Review of Gervaise

Gervaise (1956)
8/10
René Clement at his most controversial, outrageous & (for some) candid & sickening moment
26 November 2019
A terribly tragic and horrible story of the growing degradation and poverty of a working class family allows for a raw and cynical movie, a kind of naturalist manifesto. Its characters are frustrating in their self destruction. From the start we know that they have no chance of salvation, because degradation and vice surround them and impel them at every step. For example, Gervaise, the protagonist, dreams of a ransom from poverty and seems almost to succeed, but a mere accident to sink her slowly into a physical and psychological brutalization that will reduce her to an animal level is enough. The central point of the movie is precisely this: the poor act by survival instinct and for them the laws of decorum or morality are not valid: prostitution is a way of not starving, alcoholism distracts from the ugliness of a miserable life. What makes it an excellent film, however, is not so much the message as the style: René Clement is a superb storyteller. He builds images of great descriptive power, so vivid that they almost seem to smell and taste. Gervaise is an adaptation of L'Assomoir, the seventh volume in Emile Zola's Rougon-Macquart cycle of 20 novels. Along with 'Nana' and 'Germinal' it is probably Zola's most famous. Zola's novel title is a metonymy: Father Colombe's Tavern, known as the Assommoir, was on the corners of the Rue des Poissonniers and of the Boulevard de Rochechouart. Parisian life in the 19th century remains a study for anthropologists to this day. Lower classes were grim. Their life was all but ruined by the brutality brought on, for instance, by alcoholism. Gervaise is the heroine. For a time she seems fortunate enough, but she succumbs as well.
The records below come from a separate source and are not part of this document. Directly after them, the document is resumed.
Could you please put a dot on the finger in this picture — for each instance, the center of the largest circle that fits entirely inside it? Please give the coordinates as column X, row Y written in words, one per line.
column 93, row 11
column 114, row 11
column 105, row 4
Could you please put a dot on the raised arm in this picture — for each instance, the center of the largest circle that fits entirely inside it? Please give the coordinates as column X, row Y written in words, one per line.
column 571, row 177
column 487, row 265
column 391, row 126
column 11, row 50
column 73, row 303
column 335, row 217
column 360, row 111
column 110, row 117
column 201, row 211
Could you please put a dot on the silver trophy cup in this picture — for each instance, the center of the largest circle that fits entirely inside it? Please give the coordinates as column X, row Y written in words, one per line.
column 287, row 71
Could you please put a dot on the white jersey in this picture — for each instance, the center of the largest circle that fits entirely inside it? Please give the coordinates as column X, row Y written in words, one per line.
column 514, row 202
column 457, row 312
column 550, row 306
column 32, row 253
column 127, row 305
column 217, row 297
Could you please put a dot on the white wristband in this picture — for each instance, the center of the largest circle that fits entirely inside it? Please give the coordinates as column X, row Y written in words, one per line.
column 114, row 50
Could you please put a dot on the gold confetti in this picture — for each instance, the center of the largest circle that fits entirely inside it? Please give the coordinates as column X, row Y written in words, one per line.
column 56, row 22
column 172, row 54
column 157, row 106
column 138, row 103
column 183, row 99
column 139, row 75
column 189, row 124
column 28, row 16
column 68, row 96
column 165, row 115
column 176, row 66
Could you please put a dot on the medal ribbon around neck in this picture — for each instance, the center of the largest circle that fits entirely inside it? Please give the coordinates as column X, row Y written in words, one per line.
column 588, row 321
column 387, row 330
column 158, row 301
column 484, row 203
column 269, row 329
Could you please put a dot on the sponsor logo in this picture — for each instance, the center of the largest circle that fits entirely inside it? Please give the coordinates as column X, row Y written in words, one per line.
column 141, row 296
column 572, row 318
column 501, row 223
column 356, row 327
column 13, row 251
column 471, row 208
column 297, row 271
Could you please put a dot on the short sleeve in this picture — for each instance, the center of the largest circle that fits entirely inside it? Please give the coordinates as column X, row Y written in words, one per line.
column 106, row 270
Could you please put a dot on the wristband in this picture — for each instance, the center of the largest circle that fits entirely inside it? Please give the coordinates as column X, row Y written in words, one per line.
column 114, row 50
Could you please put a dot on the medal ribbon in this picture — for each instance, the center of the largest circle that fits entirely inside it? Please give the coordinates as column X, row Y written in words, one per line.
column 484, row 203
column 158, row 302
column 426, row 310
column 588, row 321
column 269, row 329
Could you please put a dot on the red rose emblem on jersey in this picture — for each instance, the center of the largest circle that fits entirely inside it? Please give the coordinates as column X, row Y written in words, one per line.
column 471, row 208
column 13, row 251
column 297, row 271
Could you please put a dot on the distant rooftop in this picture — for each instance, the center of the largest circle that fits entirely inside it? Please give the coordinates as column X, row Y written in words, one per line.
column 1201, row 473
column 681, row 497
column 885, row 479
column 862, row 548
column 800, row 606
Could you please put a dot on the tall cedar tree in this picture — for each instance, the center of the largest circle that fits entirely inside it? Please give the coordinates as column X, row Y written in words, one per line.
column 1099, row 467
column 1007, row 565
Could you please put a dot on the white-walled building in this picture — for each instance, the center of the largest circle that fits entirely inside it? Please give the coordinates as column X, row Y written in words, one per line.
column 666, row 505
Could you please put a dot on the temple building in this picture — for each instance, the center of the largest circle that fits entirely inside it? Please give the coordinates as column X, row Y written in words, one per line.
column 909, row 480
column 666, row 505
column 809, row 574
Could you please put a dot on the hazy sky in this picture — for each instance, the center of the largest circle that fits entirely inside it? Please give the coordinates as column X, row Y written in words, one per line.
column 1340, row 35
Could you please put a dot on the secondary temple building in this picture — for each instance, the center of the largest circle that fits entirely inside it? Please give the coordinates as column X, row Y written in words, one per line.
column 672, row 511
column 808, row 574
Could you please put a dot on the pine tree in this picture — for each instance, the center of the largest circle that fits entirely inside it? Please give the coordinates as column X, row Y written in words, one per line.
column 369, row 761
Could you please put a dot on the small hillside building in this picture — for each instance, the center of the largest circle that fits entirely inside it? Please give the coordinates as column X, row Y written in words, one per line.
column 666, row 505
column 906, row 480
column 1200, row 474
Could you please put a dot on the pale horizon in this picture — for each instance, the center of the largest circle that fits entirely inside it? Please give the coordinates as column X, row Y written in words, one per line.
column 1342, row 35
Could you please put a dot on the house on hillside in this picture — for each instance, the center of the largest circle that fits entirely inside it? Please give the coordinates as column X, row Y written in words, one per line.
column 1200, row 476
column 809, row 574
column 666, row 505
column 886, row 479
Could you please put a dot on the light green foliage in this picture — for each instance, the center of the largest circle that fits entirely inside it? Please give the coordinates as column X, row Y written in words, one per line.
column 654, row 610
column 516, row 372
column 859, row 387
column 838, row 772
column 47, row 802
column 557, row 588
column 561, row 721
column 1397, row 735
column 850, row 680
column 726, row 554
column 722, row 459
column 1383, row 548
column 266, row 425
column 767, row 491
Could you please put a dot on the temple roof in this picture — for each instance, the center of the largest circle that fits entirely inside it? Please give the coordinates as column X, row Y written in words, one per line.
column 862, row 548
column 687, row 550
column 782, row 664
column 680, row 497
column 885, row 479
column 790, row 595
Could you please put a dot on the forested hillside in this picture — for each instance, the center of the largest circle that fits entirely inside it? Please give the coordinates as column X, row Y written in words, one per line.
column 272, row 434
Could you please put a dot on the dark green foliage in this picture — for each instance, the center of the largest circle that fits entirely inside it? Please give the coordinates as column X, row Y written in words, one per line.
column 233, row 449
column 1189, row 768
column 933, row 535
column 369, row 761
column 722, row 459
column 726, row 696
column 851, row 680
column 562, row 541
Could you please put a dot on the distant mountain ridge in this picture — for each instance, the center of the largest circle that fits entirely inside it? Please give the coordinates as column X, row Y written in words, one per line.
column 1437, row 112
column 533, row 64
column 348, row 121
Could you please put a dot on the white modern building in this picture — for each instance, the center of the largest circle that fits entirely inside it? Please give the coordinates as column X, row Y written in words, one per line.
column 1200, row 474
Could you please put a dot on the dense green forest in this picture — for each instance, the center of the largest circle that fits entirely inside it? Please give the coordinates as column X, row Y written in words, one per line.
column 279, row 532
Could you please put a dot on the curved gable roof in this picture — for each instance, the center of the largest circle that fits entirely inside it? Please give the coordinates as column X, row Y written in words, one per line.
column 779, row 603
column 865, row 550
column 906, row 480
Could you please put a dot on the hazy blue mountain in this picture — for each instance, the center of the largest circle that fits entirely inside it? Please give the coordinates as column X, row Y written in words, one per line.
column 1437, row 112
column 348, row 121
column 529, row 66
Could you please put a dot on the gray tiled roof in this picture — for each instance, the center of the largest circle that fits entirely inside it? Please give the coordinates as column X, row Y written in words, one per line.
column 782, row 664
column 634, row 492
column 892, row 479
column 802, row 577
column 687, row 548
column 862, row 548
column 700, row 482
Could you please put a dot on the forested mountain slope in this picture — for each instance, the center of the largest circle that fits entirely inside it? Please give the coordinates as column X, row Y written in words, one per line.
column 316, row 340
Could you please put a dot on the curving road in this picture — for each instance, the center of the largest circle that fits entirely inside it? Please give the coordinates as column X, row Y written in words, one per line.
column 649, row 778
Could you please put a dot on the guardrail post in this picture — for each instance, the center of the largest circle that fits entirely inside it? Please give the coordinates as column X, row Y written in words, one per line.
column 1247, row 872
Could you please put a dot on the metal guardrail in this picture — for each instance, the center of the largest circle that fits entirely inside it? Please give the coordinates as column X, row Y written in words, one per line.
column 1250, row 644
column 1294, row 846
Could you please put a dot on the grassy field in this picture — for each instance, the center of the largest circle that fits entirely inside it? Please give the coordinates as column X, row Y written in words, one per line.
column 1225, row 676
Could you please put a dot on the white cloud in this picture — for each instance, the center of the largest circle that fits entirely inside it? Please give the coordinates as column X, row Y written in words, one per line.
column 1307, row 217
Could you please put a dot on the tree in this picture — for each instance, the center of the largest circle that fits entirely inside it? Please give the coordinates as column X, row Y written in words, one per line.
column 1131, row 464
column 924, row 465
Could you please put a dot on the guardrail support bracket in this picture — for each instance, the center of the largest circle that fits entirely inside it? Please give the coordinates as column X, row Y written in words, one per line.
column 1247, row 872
This was definitely one of the 20 best movies released in 1956, together with The Searchers Un condamné à mort s'est échappé ou Le vent souffle où il veut The Killing, Invasion of the Body Snatchers, Nuit et brouillard Bob le flambeur, Toute la mémoire du monde, Aparajito, Patterns, Giant, The Harder They Fall, Bigger Than Life, Voici le temps des assassins..., The Man Who Knew Too Much, The Wrong Man, La traversée de Paris, Written on the Wind, Attack, Friendly Persuasion.